When the Samsung D900 first launched it was the thinnest slider we’d ever seen, and stunned us by also including a 3MP camera. Thanks to Samsung’s new Ultra edition handsets and their record-breaking waists, it’s now started to feel about as in-demand as the world’s fourth-tallest man.
But you should dismiss at it at your peril. It’s still only 13mm thick – ideal for those who think the Ultras are just too thin – and remains one of the easiest handsets to use, take photos with and generally have in your pocket.
The perfect form
Form factor remains the D900’s strength. Whereas other phones have gone for flashy, touch-sensitive lights buttons – LG Chocolate phone, we’re looking at you – the D900 gets the basics right with decently sized buttons and a slide mechanism that is perfectly sprung to move smoothly in each direction.
On its predecessor, the D800, Samsung made the keys so flat that there was no travel, which made them annoying to use. The D900, meanwhile, is flatter but somehow manages to have keys that move enough for you to know you’ve pressed them.

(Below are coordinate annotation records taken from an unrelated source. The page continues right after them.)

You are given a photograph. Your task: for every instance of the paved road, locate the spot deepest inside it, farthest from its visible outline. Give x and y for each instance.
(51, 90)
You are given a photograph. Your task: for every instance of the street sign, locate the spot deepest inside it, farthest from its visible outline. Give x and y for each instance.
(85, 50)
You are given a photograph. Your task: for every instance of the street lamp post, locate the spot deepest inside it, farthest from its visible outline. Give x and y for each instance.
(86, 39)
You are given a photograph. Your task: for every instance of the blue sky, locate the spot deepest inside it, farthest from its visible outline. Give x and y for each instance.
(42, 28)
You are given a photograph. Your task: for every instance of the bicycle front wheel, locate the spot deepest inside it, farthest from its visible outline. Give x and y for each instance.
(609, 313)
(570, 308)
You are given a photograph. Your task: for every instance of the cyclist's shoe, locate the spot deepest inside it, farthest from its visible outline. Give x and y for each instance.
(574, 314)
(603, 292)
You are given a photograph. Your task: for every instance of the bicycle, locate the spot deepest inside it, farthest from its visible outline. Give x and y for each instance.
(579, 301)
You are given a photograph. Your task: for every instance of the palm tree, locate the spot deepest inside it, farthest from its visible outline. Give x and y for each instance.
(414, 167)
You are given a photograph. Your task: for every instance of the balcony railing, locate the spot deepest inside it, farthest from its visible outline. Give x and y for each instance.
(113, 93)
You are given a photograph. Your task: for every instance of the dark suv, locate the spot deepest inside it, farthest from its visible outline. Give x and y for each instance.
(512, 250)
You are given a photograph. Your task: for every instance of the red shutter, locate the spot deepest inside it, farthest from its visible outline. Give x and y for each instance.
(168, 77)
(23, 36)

It’s not all good news: the raised ridge at the base of the keypad and the overhang of the front cover mean dialling can be tricky for the top or bottom keys. You do, though, soon get used to this initially annoying quirk.
Your mood will be further improved by the 3.2MP camera, which takes great shots and has autofocus. It may not have the sophistication of Sony’s Cybershots, which pack a Xenon flash, but it benefits from intuitive menus and the LED camera is bright enough for use in fashionably ill-lit restaurants.
Music playback is decent, not least because the software is similar to what Samsung uses on its dedicated MP3 players, and stereo Bluetooth means you can play tracks through wireless Bluetooth headphones.
If you use wired headphones you’re limited to the ones supplied as the phone has a dedicated connector, not a standard audio jack. There is, though, a microSD card slot for extra storage, and transferring music is easy via USB 2.0.
It may be a little more ‘mature’ than Samsung’s Ultra edition range, but the D900 can still hold its own as a simple-to-use slider as long as you can accept that it’s no longer in the record books.